Design Week
- Screenshot of the website in December 2024
- Executive Editor: David Coveney
- Former editors: Rob Alderson, Tom Banks, Angus Montgomery, Lynda Relph-Knight, Jeremy Myerson
- Categories: Design, Business
- Publisher: David Coveney
- Founder: Jeremy Myerson
- Founded: 1986
- First issue: October 1986
- Final issue: 2011
- Company: Design Week Ltd
- Country: UK
- Based in: Liverpool
- Language: English
- Website: www.designweek.co.uk
- ISSN: 0950-3676

= Design Week =

British website covering design industry

Design Week is a UK-based website, and formerly a weekly magazine, for the design industry. It was first published in October 1986 by Centaur Communications. According to the Audit Bureau of Circulations primary circulation for 2007 was 8,074. In 2011, Design Week became a digital-only publication.

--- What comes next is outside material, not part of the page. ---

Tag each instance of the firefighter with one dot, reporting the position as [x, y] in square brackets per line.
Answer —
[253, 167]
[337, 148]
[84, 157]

On 22 January 2019, Centaur Media announced that Design Week had become part of Xeim, a rebranded marketing division. On 22 December 2023, Centaur Media announced the decision to cease publication of Design Week with immediate effect.

In May 2024, Design Week was saved from closure after it was acquired by its web development company Interconnect. The website was relaunched with a new design and branding on the 7 October 2024.

==Details==
Design Week is a business publication distinct from design-focused publications like Wallpaper and Creative Review. Its competitors included Brand Republic and Marketing Week. Its readers came from commercial design disciplines which range from retail, products and packaging to graphics, interiors, exhibitions and digital.

The founding editor of Design Week was Jeremy Myerson and the title was edited for more than 20 years by Lynda Relph-Knight. It was edited until 2016 by Angus Montgomery, who took the title online-only, and the final editor whilst the brand was owned by Centaur was Tom Banks. Under its new ownership the editor hired for the relaunch was Rob Alderson.

Back issues to 1995 included contemporary design news and interviews/retrospectives of noteworthy but not widely known designers since c.1960, e.g. Raymond Hawkey and Frank Stephenson.